Он улыбается беззубым ртом.

— Понимаю, Валентин Николаевич. Помолчав, Семин снова спрашивает:

— Скажи, Пономарев, почему ты не в комсомоле? Если, конечно, не секрет.

— Какой там секрет. Просто так получилось. То цирком увлекался, то еще чем-нибудь. Ну и, признаться, любил погулять. Не без того. Когда же тут ходить на собрания?

— Скажи, а стихи ты писал?

— Откуда вы взяли?

— Вот ты и проговорился… А я так спросил,. между прочим. Когда-то я тоже пробовал писать стихи. Но оказалось, что плохие. Поэтому я и бросил. А ты?

— И я бросил.

— Хочешь, я тебе почитаю, — неожиданно предлагает Семин. — Слушай…

Как-то раз при лунном свете

С черноглазым мальчиком

Потеряла я браслетик

И колечко с пальчика.

И теперь на целом свете

Я такие не найду.

Где колечко? Где браслетик?

Затерялися в саду.

А приеду, опросит милый:

Где браслет подаренный?

С кем у моря ты бродила,

Расфуфырясь барыней?

Я скажу ему: не знаю.

Не смотри так страшно.

Видишь, я сама страдаю.

Так зачем расспрашивать?

— В общем, чепуха, — говорит Семин. — Никудышные стишата. Зря только бумагу портил. А сейчас, если хочешь, я тебе настоящие почитаю.

И он глухо читает Маяковского:

Нежные!

Вы любовь на скрипки ложите.

Любовь на литавры ложит грубый.

Голос Семина тоскует по далекой Марии, зовет ее… Он признается в том, что «ночью хочется звон свой спрятать в мягкое, в женское». Он поднимается до сдавленного крика, как вызов вселенной: «Эй, вы! Небо! Снимите шляпу!» И — падает…

Это «Облако в штанах». Я подавлен. Мне хочется вскочить, завыть по-волчьи на звезды, призывая Тоню. Неужели и она… Нет, не верю. Пусть, когда меня не будет, она выйдет за другого. Пусть. Но и тогда я буду с нею. Всегда и везде. Она не сможет забыть мои ласки, мое тепло.

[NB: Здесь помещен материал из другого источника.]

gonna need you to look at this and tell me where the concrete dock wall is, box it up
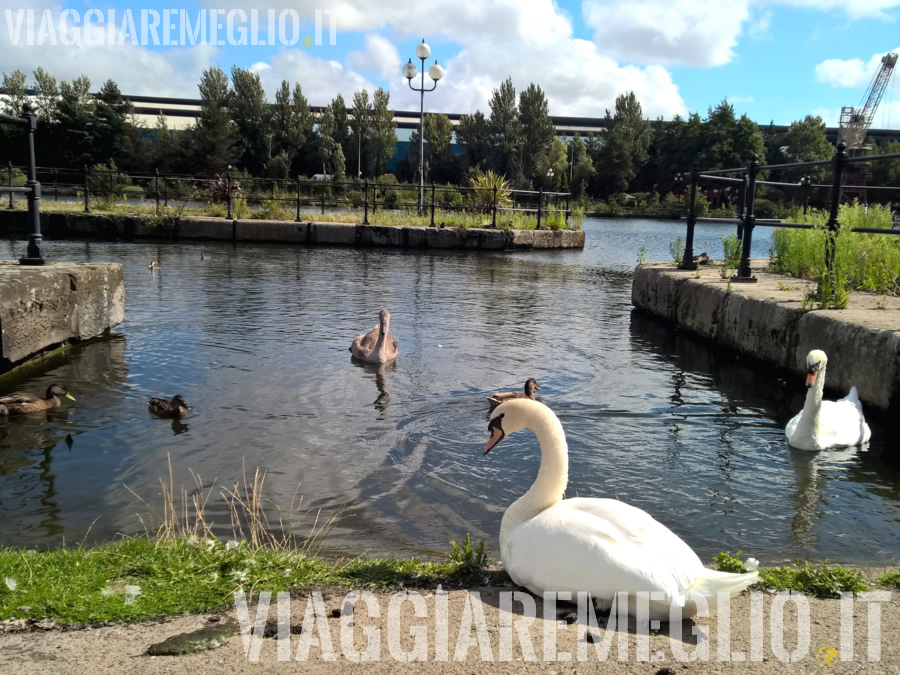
[0,212,585,251]
[632,263,900,411]
[0,261,124,373]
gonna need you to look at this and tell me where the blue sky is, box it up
[2,0,900,128]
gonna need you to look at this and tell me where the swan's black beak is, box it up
[484,416,505,455]
[806,363,820,388]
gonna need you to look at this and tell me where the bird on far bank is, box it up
[148,395,190,418]
[785,349,871,451]
[487,378,540,410]
[0,384,76,415]
[350,310,398,364]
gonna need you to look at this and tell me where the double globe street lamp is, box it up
[403,40,444,214]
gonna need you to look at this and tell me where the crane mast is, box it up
[836,52,897,204]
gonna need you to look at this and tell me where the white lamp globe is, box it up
[402,59,417,80]
[428,62,444,81]
[416,40,431,60]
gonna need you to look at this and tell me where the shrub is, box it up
[468,170,512,215]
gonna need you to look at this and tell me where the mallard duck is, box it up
[149,261,160,270]
[0,384,76,415]
[350,310,399,364]
[148,395,190,418]
[487,378,540,409]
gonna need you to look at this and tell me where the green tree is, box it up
[1,69,27,116]
[870,140,900,204]
[370,88,396,177]
[488,78,522,179]
[270,80,312,167]
[594,91,652,195]
[190,69,241,174]
[55,75,95,166]
[152,113,181,173]
[92,80,134,167]
[230,66,270,173]
[32,67,59,123]
[456,111,492,171]
[316,108,346,179]
[350,89,373,178]
[782,114,832,190]
[700,100,765,170]
[533,137,567,190]
[424,113,452,160]
[329,93,351,169]
[569,135,595,199]
[518,83,555,178]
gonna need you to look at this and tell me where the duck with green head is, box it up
[0,384,76,415]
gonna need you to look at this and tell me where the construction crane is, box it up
[835,52,897,204]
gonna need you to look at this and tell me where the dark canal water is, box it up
[1,218,898,564]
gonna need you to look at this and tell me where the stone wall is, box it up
[0,212,585,251]
[0,261,124,372]
[631,263,900,411]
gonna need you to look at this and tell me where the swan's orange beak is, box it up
[806,366,819,388]
[484,427,504,454]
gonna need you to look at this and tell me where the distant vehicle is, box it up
[310,174,333,181]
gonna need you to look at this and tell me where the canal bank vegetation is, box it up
[1,461,896,627]
[771,203,900,297]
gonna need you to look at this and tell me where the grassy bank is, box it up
[1,540,897,627]
[10,198,584,231]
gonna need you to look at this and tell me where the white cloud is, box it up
[249,49,373,105]
[814,49,900,88]
[761,0,900,20]
[582,0,750,67]
[748,10,774,40]
[346,34,401,80]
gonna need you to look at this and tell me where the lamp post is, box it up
[403,39,444,214]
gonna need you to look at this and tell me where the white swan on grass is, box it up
[484,399,758,620]
[785,349,871,451]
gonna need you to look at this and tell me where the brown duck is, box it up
[148,395,190,418]
[0,384,76,415]
[487,378,540,410]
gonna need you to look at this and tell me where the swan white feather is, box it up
[785,349,871,451]
[485,398,757,620]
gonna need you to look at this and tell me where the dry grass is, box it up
[125,455,344,555]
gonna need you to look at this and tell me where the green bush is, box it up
[753,198,781,219]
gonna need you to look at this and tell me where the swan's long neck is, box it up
[374,317,389,356]
[500,410,568,550]
[796,365,826,438]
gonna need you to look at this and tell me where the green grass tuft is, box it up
[878,569,900,589]
[757,560,869,598]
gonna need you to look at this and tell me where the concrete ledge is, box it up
[0,211,584,251]
[631,262,900,410]
[0,260,124,372]
[236,220,308,242]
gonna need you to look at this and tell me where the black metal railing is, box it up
[675,142,900,283]
[0,104,44,264]
[3,163,574,230]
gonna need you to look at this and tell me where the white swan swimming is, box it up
[484,399,758,620]
[785,349,871,451]
[349,309,398,364]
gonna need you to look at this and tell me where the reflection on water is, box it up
[0,219,897,564]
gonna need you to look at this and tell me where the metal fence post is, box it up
[84,164,91,213]
[802,175,811,215]
[491,186,497,228]
[19,103,44,265]
[736,173,748,240]
[226,166,233,219]
[7,161,13,209]
[565,192,570,227]
[321,179,325,215]
[109,167,114,199]
[536,187,543,229]
[164,175,169,207]
[155,169,160,215]
[430,181,436,227]
[295,175,303,222]
[53,169,58,201]
[363,179,369,225]
[679,162,700,270]
[733,155,760,282]
[825,143,848,282]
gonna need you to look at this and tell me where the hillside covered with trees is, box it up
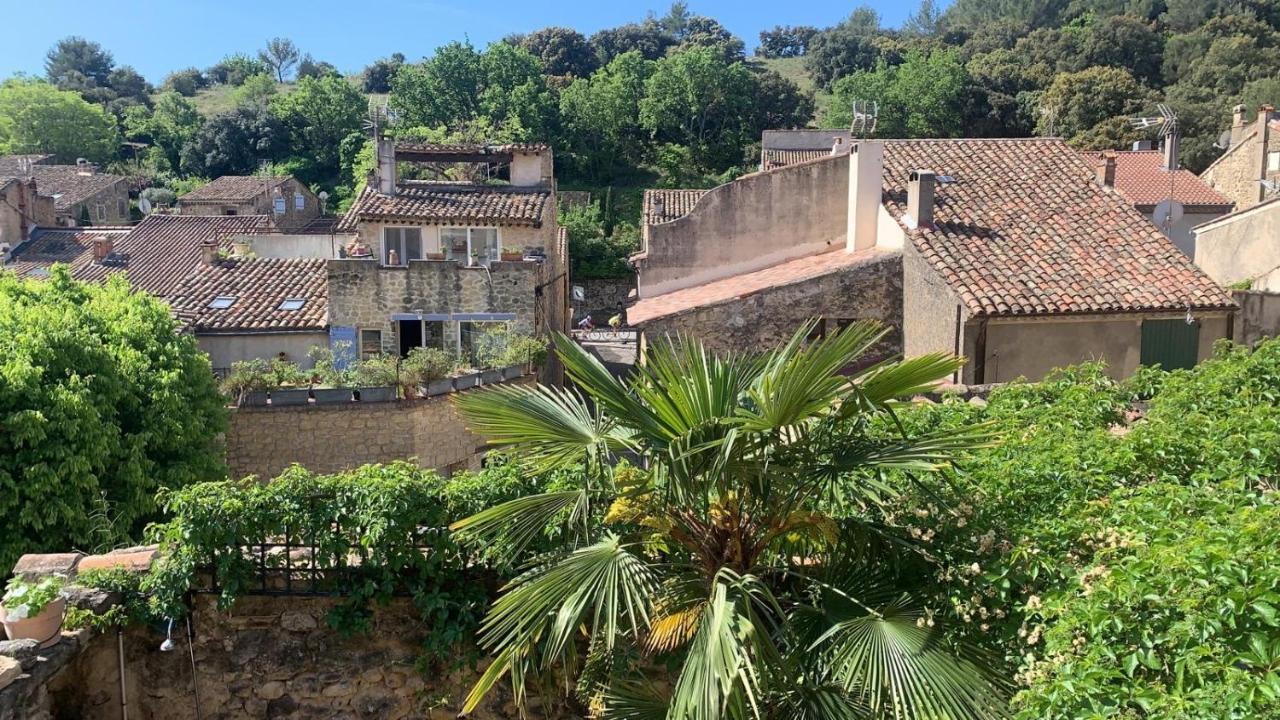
[1,0,1277,274]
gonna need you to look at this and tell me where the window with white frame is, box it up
[272,196,286,214]
[294,192,305,210]
[383,227,423,265]
[1269,151,1280,174]
[441,227,500,266]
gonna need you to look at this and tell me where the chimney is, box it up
[92,235,114,262]
[1132,140,1155,151]
[75,158,95,176]
[831,137,844,156]
[1162,131,1180,172]
[846,141,884,252]
[376,137,397,195]
[200,239,218,266]
[1231,104,1248,146]
[1096,151,1117,187]
[906,170,937,228]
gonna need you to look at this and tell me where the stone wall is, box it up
[640,252,903,357]
[1234,290,1280,346]
[902,242,966,383]
[327,258,540,356]
[637,155,850,297]
[224,380,532,480]
[574,275,635,323]
[1201,108,1277,211]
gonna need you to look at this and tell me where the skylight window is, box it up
[278,298,306,311]
[208,296,236,310]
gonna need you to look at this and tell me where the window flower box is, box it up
[453,372,481,391]
[241,391,270,407]
[270,388,311,406]
[480,368,504,385]
[421,378,454,397]
[500,365,525,381]
[312,388,353,405]
[355,386,397,403]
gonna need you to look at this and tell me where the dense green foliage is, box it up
[451,325,1008,718]
[0,78,120,162]
[0,268,227,575]
[872,339,1280,718]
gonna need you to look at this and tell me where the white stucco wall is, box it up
[198,333,329,371]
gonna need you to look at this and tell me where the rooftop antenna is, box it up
[1038,104,1059,137]
[1129,102,1177,137]
[363,100,394,139]
[849,99,878,138]
[1131,103,1182,234]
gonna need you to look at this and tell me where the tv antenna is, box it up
[849,100,878,138]
[362,100,397,139]
[1038,104,1059,136]
[1129,103,1177,137]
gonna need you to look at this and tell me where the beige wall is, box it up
[1153,210,1228,257]
[234,232,344,259]
[1194,199,1280,289]
[357,221,551,260]
[198,332,329,371]
[969,313,1231,382]
[224,380,533,480]
[1201,109,1278,211]
[1234,290,1280,345]
[637,155,850,297]
[902,242,967,381]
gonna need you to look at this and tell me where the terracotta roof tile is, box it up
[1085,151,1233,209]
[4,227,130,278]
[339,182,550,230]
[0,163,127,210]
[4,214,275,297]
[642,189,709,225]
[880,139,1234,316]
[394,142,551,155]
[629,247,888,325]
[762,149,833,170]
[180,176,291,203]
[170,257,328,333]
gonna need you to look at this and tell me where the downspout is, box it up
[952,305,962,384]
[117,630,129,720]
[973,318,988,385]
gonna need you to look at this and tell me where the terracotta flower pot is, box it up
[3,597,65,648]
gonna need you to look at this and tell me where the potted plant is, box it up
[452,365,481,390]
[220,359,272,407]
[469,252,482,267]
[500,246,523,262]
[352,353,400,402]
[426,250,446,261]
[403,347,456,398]
[309,345,355,404]
[2,575,67,647]
[266,357,310,406]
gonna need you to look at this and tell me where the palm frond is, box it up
[450,489,589,554]
[848,353,965,411]
[554,333,674,442]
[453,381,629,472]
[811,601,1009,720]
[598,679,671,720]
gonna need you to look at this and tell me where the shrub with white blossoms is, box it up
[2,575,67,621]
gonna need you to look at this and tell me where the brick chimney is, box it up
[75,158,95,176]
[1096,151,1117,187]
[200,239,218,266]
[92,235,114,262]
[907,170,936,228]
[1231,104,1248,146]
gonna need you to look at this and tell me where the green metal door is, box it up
[1140,319,1200,370]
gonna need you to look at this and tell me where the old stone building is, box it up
[1194,197,1280,292]
[0,156,130,226]
[1201,104,1280,211]
[0,177,56,255]
[177,175,322,229]
[633,135,1235,381]
[333,140,568,367]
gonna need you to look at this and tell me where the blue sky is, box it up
[0,0,938,83]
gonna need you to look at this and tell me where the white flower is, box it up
[6,603,31,621]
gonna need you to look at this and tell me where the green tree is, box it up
[559,51,654,179]
[45,36,114,90]
[0,78,120,163]
[258,37,301,82]
[232,73,278,108]
[590,22,676,64]
[640,47,755,169]
[804,7,888,88]
[450,325,1006,719]
[180,104,287,177]
[161,67,207,97]
[296,54,339,80]
[755,26,819,58]
[1034,65,1148,141]
[824,49,970,138]
[124,92,204,173]
[518,26,599,78]
[273,74,366,182]
[390,41,483,127]
[904,0,944,37]
[0,268,227,574]
[207,53,268,86]
[361,53,405,93]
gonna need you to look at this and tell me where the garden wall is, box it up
[223,378,533,480]
[574,275,635,323]
[1233,289,1280,346]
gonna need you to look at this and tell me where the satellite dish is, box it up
[1153,199,1184,228]
[138,197,153,215]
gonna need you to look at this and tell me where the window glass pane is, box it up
[460,321,507,365]
[294,193,305,210]
[442,228,468,262]
[404,228,422,260]
[423,320,446,350]
[1269,151,1280,173]
[273,197,286,214]
[473,228,498,265]
[383,228,399,264]
[360,329,382,358]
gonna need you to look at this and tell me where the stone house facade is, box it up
[632,137,1235,382]
[177,176,322,229]
[0,157,129,227]
[0,178,55,254]
[1201,105,1280,211]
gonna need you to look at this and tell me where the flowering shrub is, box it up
[2,575,66,621]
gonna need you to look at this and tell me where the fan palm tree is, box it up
[451,320,1008,720]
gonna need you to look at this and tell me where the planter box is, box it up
[480,369,504,385]
[3,597,65,648]
[422,378,454,397]
[241,391,270,407]
[500,365,525,381]
[453,372,480,391]
[270,388,311,406]
[312,388,353,405]
[500,253,523,262]
[355,386,397,403]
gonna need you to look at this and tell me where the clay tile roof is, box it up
[338,182,550,230]
[762,149,834,171]
[180,176,291,203]
[169,257,328,333]
[642,189,709,225]
[394,142,550,155]
[629,247,888,325]
[0,164,127,211]
[5,214,275,297]
[4,227,130,279]
[881,138,1234,317]
[1085,151,1233,209]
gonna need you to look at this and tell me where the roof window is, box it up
[278,298,306,311]
[208,296,236,310]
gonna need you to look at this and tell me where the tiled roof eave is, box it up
[192,325,329,335]
[353,211,543,228]
[967,300,1239,319]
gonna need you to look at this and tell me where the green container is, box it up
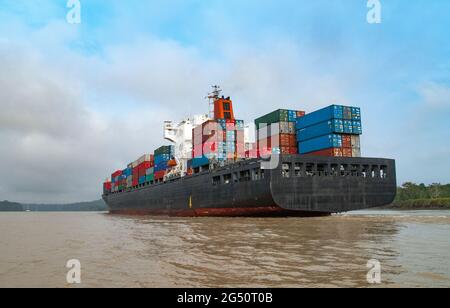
[146,174,154,182]
[255,109,290,128]
[155,145,173,156]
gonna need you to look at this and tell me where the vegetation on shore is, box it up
[382,183,450,210]
[0,200,107,212]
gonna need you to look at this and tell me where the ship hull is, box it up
[103,155,396,217]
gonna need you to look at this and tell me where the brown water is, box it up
[0,211,449,288]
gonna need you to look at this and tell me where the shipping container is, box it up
[343,106,352,120]
[341,135,352,148]
[154,154,171,165]
[155,161,168,172]
[154,145,174,156]
[255,109,305,128]
[303,148,343,157]
[192,156,210,168]
[352,148,362,158]
[296,119,344,142]
[351,107,361,121]
[342,147,353,157]
[352,121,362,135]
[146,174,154,183]
[351,135,361,148]
[296,105,343,129]
[343,120,353,134]
[154,170,166,180]
[298,134,342,154]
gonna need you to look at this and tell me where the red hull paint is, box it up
[109,206,330,217]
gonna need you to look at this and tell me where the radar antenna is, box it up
[206,85,222,119]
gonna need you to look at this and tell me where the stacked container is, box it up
[103,181,112,195]
[154,146,174,180]
[111,170,123,192]
[255,109,305,155]
[296,105,362,157]
[191,119,245,168]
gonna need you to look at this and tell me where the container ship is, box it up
[102,86,396,217]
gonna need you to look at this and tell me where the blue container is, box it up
[343,106,352,120]
[192,156,210,168]
[296,105,344,130]
[296,119,344,142]
[154,161,168,172]
[288,110,297,122]
[139,176,146,185]
[352,121,362,135]
[343,120,353,134]
[154,154,170,165]
[351,107,361,121]
[298,134,342,154]
[122,168,132,177]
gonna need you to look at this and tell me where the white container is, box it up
[351,135,361,149]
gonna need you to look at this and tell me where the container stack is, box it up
[255,109,305,156]
[103,180,112,195]
[154,146,174,180]
[111,170,123,192]
[122,167,132,188]
[191,119,245,168]
[296,105,362,157]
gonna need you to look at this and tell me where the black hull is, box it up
[103,155,396,217]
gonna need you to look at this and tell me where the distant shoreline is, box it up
[1,199,450,212]
[376,198,450,210]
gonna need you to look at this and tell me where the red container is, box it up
[297,111,306,118]
[289,147,298,154]
[281,146,291,154]
[342,147,353,157]
[132,178,138,186]
[304,148,343,157]
[341,135,352,148]
[279,134,291,147]
[103,182,112,190]
[155,170,166,180]
[111,170,122,178]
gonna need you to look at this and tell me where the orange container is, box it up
[341,135,352,148]
[342,147,353,157]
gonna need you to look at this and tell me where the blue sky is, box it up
[0,0,449,202]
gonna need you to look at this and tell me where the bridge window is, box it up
[282,163,292,178]
[233,172,239,183]
[351,164,361,177]
[294,163,303,177]
[317,164,327,176]
[212,176,221,186]
[240,170,251,182]
[361,165,369,178]
[330,164,339,176]
[340,164,349,176]
[306,163,315,176]
[371,165,379,178]
[223,174,232,184]
[380,165,388,179]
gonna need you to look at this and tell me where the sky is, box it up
[0,0,449,203]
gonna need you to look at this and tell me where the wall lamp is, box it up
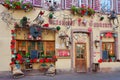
[94,40,100,48]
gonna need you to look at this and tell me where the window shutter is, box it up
[117,0,120,14]
[23,0,33,3]
[92,0,100,12]
[72,0,79,7]
[33,0,43,7]
[0,0,4,3]
[65,0,72,9]
[60,0,65,9]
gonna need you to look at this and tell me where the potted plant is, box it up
[71,6,77,15]
[109,54,115,62]
[87,8,95,16]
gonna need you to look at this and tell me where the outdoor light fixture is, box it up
[94,40,100,48]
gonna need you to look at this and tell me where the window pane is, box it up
[102,42,115,61]
[100,0,112,13]
[79,0,88,7]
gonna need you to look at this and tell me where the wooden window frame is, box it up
[102,42,116,61]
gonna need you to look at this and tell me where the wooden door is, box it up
[75,43,87,72]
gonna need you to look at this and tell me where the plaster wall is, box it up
[0,4,120,71]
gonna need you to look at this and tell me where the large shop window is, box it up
[102,42,116,62]
[16,40,55,59]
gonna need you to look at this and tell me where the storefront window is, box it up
[102,42,115,62]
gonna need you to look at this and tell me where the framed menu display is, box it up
[56,49,70,58]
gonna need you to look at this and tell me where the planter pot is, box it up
[111,57,115,62]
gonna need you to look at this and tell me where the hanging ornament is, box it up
[56,26,61,31]
[105,32,112,38]
[100,33,104,37]
[82,19,87,26]
[49,13,54,19]
[88,27,92,32]
[113,33,118,38]
[12,54,16,58]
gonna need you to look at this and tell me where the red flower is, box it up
[10,62,15,65]
[39,11,45,16]
[45,59,49,62]
[17,54,22,60]
[15,5,21,9]
[11,30,15,34]
[3,4,10,9]
[39,59,44,63]
[10,45,15,49]
[11,51,14,54]
[33,59,37,63]
[30,59,33,63]
[43,23,49,27]
[98,59,102,63]
[105,32,112,38]
[11,40,16,44]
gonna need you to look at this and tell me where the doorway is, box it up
[75,43,87,72]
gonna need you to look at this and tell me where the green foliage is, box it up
[49,13,53,19]
[87,8,95,16]
[56,26,61,31]
[71,5,95,16]
[3,0,33,11]
[20,16,28,27]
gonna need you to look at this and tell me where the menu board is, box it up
[56,49,70,58]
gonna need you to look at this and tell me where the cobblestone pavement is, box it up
[0,71,120,80]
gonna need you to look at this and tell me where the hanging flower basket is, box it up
[71,5,95,17]
[3,0,33,12]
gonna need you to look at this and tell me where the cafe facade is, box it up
[0,0,120,73]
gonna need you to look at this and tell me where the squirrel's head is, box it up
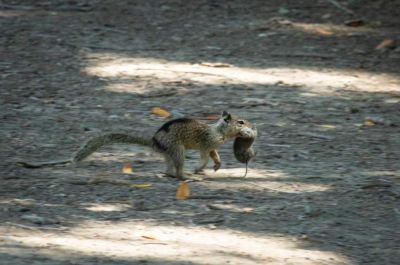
[219,111,257,139]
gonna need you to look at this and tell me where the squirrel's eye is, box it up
[238,120,245,125]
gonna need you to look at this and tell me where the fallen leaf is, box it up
[344,19,364,27]
[122,164,133,174]
[364,120,375,127]
[151,107,171,118]
[176,181,190,200]
[141,235,157,240]
[375,39,396,50]
[130,183,152,189]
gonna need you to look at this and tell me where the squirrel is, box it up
[19,111,257,180]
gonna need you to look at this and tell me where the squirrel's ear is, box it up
[222,111,232,122]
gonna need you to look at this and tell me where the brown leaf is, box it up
[151,107,171,118]
[176,181,190,200]
[122,164,133,174]
[141,235,157,240]
[364,120,375,127]
[344,19,364,27]
[375,39,396,50]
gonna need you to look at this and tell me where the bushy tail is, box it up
[72,133,152,162]
[17,159,71,168]
[18,133,152,168]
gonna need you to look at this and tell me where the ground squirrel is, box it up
[19,111,257,180]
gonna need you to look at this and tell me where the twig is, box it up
[55,6,93,12]
[326,0,355,15]
[0,4,93,12]
[195,218,225,224]
[140,90,178,98]
[189,195,233,200]
[230,102,269,109]
[266,143,291,148]
[84,44,166,52]
[134,68,231,78]
[6,222,39,230]
[298,132,334,140]
[6,222,67,231]
[270,52,335,59]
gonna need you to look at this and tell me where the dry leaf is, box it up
[141,235,157,240]
[151,107,171,118]
[122,164,133,174]
[344,19,364,27]
[130,183,152,189]
[176,181,190,200]
[364,120,375,127]
[375,39,396,50]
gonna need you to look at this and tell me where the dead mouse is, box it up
[234,127,257,177]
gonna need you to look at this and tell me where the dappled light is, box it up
[2,0,400,264]
[1,221,351,265]
[83,203,131,212]
[84,57,400,94]
[201,168,332,193]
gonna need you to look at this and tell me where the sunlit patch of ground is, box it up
[0,221,351,265]
[202,168,332,193]
[82,203,132,212]
[83,57,400,94]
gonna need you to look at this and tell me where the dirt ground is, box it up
[1,0,400,264]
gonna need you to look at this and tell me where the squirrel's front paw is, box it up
[213,162,221,172]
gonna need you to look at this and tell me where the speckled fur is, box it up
[19,112,256,180]
[152,112,256,179]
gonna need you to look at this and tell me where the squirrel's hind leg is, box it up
[168,145,186,180]
[164,155,176,177]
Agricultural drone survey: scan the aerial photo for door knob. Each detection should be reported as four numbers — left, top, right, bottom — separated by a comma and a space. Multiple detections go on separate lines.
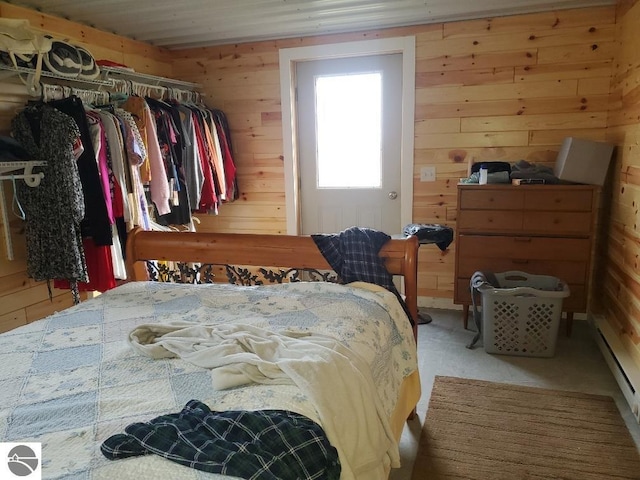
388, 191, 398, 200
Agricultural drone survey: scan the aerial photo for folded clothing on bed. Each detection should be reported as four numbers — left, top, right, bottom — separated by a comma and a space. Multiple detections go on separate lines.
102, 400, 340, 480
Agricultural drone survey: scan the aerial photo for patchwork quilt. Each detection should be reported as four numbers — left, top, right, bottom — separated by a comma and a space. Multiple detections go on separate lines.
0, 280, 417, 479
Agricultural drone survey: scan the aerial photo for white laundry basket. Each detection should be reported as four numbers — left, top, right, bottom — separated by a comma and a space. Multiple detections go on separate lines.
478, 271, 570, 357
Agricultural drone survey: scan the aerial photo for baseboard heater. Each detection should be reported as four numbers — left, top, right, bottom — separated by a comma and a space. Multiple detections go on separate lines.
590, 313, 640, 424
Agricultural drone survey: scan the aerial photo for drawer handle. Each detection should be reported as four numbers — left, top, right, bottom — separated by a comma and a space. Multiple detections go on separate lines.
513, 237, 532, 242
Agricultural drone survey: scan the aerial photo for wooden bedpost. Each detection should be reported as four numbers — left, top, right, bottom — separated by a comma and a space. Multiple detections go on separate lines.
125, 227, 149, 281
402, 234, 419, 342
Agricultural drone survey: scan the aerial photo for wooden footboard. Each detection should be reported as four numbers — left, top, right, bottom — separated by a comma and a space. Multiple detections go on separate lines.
124, 227, 419, 339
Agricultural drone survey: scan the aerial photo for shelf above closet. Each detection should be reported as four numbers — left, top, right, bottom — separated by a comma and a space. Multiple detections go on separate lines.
0, 63, 201, 93
0, 63, 115, 87
100, 66, 201, 89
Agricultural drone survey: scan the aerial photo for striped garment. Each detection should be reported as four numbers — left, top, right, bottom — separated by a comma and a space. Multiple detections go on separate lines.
101, 400, 340, 480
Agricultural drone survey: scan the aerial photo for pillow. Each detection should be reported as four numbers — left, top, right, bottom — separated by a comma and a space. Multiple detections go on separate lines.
42, 37, 82, 78
76, 45, 100, 80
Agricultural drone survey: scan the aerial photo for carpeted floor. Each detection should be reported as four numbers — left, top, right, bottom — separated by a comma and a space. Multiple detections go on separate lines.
411, 375, 640, 480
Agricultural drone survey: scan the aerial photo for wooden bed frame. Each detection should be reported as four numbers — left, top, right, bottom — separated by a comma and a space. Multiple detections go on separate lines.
125, 227, 420, 340
125, 227, 421, 452
124, 227, 422, 427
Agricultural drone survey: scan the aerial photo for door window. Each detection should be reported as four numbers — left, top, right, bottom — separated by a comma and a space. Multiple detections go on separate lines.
315, 73, 382, 189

И вообще: умирают ли люди?

Мне всегда казалось, что я не могу умереть. Так уж видно устроен человек, что не верит в свою кончину. Как можно допустить, что люди будут разговаривать, двигаться, что над ними поднимется солнце, а тебя не будет? И хорошо, что не думаешь о смерти. Иначе, пожалуй, не стоило бы жить. Впрочем, не то… Жить все равно бы стоило. Но очень хорошо все-таки, что человек не думает постоянно, каждодневно о неизбежном конце.

Об этом — о жизни и смерти — у нас заходит разговор. Возникает он из-за матроса Анатолия Сухарева в его отсутствие.

Сухарев попал к нам в лагерь всего дней десять тому назад. Он молчалив, безучастен ко всему. Кажется, что это ходячий труп. Кажется, что внутри у Сухарева все мертво, и живет только его оболочка. Он ни во что не верит.